Politique

Barnier veut s’inspirer des cahiers de doléances, cette association n’attend que ça

POLITIQUE – L’heure d’ouvrir les archives. Six ans après la crise des gilets jaunes, le Premier ministre Michel Barnier a remis sur la table un objet oublié : les fameux cahiers de doléances, dont il entend s’inspirer pour bâtir son programme en tant que chef du gouvernement.

Dans « quelques semaines », Michel Barnier veut présenter un « un plan d’action qui sera la suite du discours de politique générale » pour « faire des choses durables pour ce pays », selon des propos tenus au Parisien le 26 octobre.
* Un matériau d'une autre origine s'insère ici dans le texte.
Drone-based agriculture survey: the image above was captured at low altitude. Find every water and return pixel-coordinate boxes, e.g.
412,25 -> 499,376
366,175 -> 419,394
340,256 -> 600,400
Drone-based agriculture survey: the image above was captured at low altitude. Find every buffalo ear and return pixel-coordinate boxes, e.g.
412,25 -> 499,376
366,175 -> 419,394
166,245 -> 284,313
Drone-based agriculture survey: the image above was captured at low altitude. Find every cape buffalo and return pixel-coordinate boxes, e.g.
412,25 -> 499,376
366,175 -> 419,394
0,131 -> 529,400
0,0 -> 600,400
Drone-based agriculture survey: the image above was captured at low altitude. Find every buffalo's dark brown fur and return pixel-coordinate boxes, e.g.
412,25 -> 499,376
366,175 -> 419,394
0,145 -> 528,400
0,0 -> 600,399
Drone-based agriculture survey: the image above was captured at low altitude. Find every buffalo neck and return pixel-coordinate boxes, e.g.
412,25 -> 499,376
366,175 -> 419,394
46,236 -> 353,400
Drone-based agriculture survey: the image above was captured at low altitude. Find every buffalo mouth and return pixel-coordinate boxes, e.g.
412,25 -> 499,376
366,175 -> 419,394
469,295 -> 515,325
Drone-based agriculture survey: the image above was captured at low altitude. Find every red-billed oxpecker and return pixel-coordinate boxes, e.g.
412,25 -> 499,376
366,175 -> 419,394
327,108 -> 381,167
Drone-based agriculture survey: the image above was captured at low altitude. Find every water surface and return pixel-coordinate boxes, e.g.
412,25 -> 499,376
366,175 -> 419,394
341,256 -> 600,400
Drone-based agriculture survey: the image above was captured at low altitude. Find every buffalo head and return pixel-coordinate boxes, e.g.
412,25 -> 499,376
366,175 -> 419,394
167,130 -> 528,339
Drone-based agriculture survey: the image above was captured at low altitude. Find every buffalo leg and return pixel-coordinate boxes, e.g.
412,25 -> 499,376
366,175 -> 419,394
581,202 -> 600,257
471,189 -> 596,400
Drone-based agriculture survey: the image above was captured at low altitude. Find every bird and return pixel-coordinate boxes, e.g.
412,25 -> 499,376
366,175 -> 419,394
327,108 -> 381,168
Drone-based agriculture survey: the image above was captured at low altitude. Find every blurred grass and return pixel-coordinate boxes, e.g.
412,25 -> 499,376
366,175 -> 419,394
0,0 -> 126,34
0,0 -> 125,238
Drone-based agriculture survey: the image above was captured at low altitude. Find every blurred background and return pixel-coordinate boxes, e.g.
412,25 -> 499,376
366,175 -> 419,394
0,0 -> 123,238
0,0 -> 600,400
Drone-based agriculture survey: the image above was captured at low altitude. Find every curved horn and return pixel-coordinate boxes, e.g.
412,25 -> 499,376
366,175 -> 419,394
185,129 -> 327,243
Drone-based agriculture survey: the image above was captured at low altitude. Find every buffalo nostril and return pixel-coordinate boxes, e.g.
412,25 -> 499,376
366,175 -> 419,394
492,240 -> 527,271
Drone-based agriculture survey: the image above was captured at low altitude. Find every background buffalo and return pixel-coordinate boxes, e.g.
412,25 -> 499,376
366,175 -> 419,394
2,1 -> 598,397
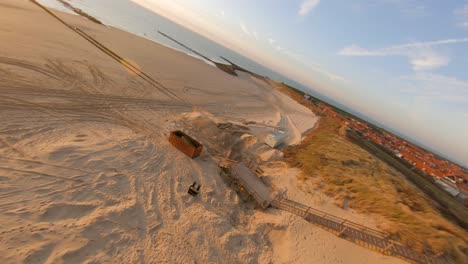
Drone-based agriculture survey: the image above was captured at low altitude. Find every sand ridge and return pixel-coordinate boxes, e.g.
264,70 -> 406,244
0,0 -> 402,263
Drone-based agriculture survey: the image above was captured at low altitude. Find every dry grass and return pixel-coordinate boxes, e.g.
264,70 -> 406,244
281,86 -> 468,263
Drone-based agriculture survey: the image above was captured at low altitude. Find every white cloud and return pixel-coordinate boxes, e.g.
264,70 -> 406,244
299,0 -> 320,16
240,22 -> 250,36
338,38 -> 468,71
400,72 -> 468,105
454,4 -> 468,27
380,0 -> 429,17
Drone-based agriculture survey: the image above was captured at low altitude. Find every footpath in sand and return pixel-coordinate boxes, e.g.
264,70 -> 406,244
0,0 -> 399,263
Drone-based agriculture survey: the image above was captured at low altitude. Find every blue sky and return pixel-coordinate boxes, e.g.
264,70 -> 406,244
132,0 -> 468,165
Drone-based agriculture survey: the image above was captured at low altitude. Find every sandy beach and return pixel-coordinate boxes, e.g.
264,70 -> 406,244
0,0 -> 403,263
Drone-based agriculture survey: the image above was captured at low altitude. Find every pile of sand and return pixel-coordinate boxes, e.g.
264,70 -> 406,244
0,0 -> 402,263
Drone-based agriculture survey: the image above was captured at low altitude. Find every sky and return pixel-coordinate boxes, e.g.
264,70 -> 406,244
131,0 -> 468,166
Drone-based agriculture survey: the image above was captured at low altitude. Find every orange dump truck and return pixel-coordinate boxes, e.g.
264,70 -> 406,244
169,130 -> 203,159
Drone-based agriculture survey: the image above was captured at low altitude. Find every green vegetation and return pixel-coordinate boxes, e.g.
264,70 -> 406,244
280,87 -> 468,263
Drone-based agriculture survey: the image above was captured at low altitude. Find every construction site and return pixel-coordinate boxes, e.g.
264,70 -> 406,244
0,0 -> 464,263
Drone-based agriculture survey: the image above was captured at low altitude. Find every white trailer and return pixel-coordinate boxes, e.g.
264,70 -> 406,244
265,131 -> 288,148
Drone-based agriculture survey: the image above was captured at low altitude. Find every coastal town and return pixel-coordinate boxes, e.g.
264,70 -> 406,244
304,94 -> 468,205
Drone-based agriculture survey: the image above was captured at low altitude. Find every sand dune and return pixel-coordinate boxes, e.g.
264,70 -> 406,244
0,0 -> 402,263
Le chef du gouvernement entend s’appuyer sur les propositions de ses ministres, mais il entend aussi s’inspirer des cahiers de doléances.

Fruits du Grand débat national initié par Emmanuel Macron, les cahiers de doléances ont réuni entre 200 000 et 400 000 contributions venues de la France entière. Le chef de l’État s’était engagé à les rendre publiques mais le 15 avril 2019, date prévue pour la restitution, l’incendie de Notre-Dame a bouleversé les plans. Et depuis, la promesse de restitution est restée lettre morte.

« Nous sommes tout à fait disposés à aider » Michel Barnier

« La promesse du président de la République était que toutes les doléances seraient rendues publiques, de façon accessible, facile et limpide. Sauf qu’aujourd’hui, pour consulter les doléances, il faut aller aux archives départementales ou à la Bibliothèque nationale de France », explique au HufffPost Rémy Goubert, président de l’association « Rendez les doléances » lancée en 2020. Pas vraiment la facilité d’accès promise au départ.

Les déclarations de Michel Barnier lui ont donc valu un tweet ironique de l’association : « La première chose à faire de ces cahiers de doléances, c’est de les mettre en ligne comme promis lors du Grand Débat National. La confiance, c’est d’abord la transparence ».

La pique mise à part, le président de « Rendez les doléances » tient à « saluer » les intentions de Michel Barnier, car « c’est la première fois » qu’un gouvernement manifeste sa volonté d’utiliser les cahiers de doléances. « Nous sommes tout à fait disposés à aider le Premier ministre. S’il lit cet article, nous attendons sa réponse avec plaisir ! », fait savoir Rémy Goubert. L’enthousiasme est de mise, mais le président de l’association prévient : « Par contre, il faut que ce soit sérieux ».

Les cahiers de doléances « pas confisqués » mais « ignorés »

Car outre la restitution publique, Rémy Goubert comme les chercheurs qui ont étudié, classé, numérisé et synthétisé les cahiers de doléances, déplorent que leur contenu n’ait jamais été exploité. « Les cahiers n’ont pas été confisqués. Ils ont tout bonnement été ignorés, d’où le fait qu’ils soient sous-exploités, y compris par les chercheurs », expliquait dans Le Monde en janvier Magali Della Sudda, chercheuse en science politique au CNRS et membre d’un collectif de recherche citoyen en Gironde.

Rémy Goubert évoque lui le sentiment de « mépris » ressenti par les Français qui se sont déplacés pour contribuer au débat. « J’ai vu des personnes âgées qui n’ont jamais voix au chapitre et qui ont sincèrement cru qu’en allant écrire dans ces cahiers, le président allait les lire. C’est une violence terrible d’avoir mis ça dans des salles obscures et de ne pas les avoir utilisés », insiste-t-il. Le sujet est aussi porté à l’échelle locale par des municipalités. Le 21 octobre, le maire PCF de Gennevilliers Patrice Leclerc a publié sur Mediapart un blog cosigné par une trentaine d’élus franciliens pour appeler les membres du Nouveau Front Populaire à « construire des solutions en partant des problèmes et espoirs exprimés à travers les cahiers de doléances des gilets jaunes ».

« Les cahiers de doléances sont une mine d’or. Et les sujets qui étaient d’actualité en 2019 le sont toujours aujourd’hui », assure en parallèle Rémy Goubert. Il cite à titre d’exemple le thème de la « justice fiscale » et d’une taxation des plus riches, déjà mentionnés par les Français. Figuraient aussi la disparition des services publics, la désertification médicale ou encore le scrutin à la proportionnelle. Autant de thèmes évoqués par Michel Barnier lors de son arrivée à Matignon et qui font dire à Rémy Goubert qu’« il n’y a pas besoin de faire de programme, il est déjà écrit dans ces cahiers. » Et d’enfoncer le clou : « Tous les politiques devraient s’en réclamer et regarder ce que les Français ont écrit. Il faut faire cet effort ».